Existence for the log-likelihood of DMOLBED parameters for Coronavirus in Pakistan data.

Figure 13
figure 13

MCMC plots of convergence for parameter estimates of DMOLBED parameters for Coronavirus in Pakistan data.

Conclusion

The DMOLBE distribution, a novel two-parameter discrete probability distribution that may be utilised in place of well-known distributions, is introduced in this study. Its mathematical characteristics are provided in some cases. The maximum likelihood and Bayesian estimation methods are used to estimate the distribution's parameters. The MCMC method is applied by the MH algorithm to produce the Bayesian estimation method.
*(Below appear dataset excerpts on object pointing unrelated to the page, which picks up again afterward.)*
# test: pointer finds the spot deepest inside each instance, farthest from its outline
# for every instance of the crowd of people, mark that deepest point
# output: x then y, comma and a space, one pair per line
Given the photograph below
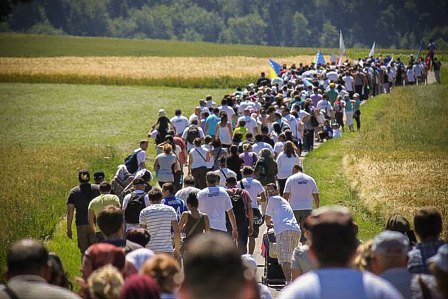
220, 174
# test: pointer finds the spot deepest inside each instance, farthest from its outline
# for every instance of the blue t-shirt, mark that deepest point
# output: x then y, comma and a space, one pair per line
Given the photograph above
212, 121
176, 203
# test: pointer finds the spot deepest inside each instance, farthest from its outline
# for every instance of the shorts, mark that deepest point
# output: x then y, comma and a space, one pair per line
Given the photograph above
85, 237
301, 215
286, 241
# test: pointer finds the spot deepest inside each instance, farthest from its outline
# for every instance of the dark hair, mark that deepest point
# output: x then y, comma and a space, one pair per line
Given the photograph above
210, 258
428, 222
168, 187
192, 199
83, 176
105, 187
138, 235
334, 238
155, 195
27, 256
110, 220
189, 180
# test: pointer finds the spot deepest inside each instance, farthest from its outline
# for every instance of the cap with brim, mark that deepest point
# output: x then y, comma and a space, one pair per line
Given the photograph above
441, 258
390, 243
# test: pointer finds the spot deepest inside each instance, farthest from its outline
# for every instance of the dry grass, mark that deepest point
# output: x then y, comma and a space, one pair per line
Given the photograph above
143, 67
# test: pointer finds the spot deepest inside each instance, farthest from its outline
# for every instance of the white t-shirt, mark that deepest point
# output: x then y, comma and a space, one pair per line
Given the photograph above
251, 123
180, 123
339, 283
224, 173
157, 218
285, 165
282, 215
184, 192
301, 187
253, 187
215, 202
348, 82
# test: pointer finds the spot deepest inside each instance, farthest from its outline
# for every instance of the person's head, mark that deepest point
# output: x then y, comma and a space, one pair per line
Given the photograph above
105, 188
110, 221
213, 269
57, 275
138, 235
144, 144
189, 181
98, 177
247, 171
192, 201
438, 265
165, 270
155, 195
428, 223
389, 250
333, 236
211, 178
167, 189
296, 169
231, 182
105, 282
139, 183
83, 176
197, 142
167, 148
27, 257
289, 149
266, 153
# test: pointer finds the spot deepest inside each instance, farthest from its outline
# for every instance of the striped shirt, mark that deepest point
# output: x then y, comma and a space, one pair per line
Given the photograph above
157, 218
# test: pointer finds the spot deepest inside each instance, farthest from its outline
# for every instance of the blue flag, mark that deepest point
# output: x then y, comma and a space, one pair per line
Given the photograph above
319, 58
274, 68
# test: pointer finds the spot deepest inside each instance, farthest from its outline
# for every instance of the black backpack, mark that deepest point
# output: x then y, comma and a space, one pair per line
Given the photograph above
131, 162
239, 208
135, 205
192, 134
To evaluate the performance of unidentified parameters based on AB and MSE, simulation research is conducted. MLE and Bayesian estimate methods for the performance parameter of the DMOLBE distribution were compared through simulation. We came to the conclusion that the Bayesian estimation approach is superior for estimating DMOLBE distribution parameter. The flexibility of the model is proved by using two real data sets and is compared with different existing models and the proposed model perform better among other models. Further the estimation of the proposed model can be performed using transforms. We will make future work as extension for this study, we will make a regression analysis to predict the future mortality rates in many countries under considerations.

Future work

Future work in statistical analysis for COVID-19 data holds great potential in advancing our understanding of the pandemic and informing evidence-based decision-making. One key area of focus is the integration of more comprehensive and diverse datasets, including demographic, socioeconomic, and healthcare variables, to explore the multifaceted aspects of COVID-19's impact on different populations. Advanced machine learning techniques can be applied to identify complex relationships and risk factors associated with the spread, severity, and outcomes of the virus. Furthermore, predictive modeling can be enhanced by incorporating real-time data streams and dynamic factors to provide more accurate and timely forecasts, aiding in proactive planning and resource allocation. Longitudinal studies analyzing the long-term effects of the pandemic and assessing the efficacy of interventions over time will provide valuable insights into the sustainability of public health measures. Additionally, ethical considerations and privacy-preserving methodologies should be integrated into future analyses to ensure data security and protect individuals' rights. Overall, future work in statistical analysis for COVID-19 data will continue to play a pivotal role in guiding public health policies, bolstering preparedness for future outbreaks, and ultimately safeguarding global health.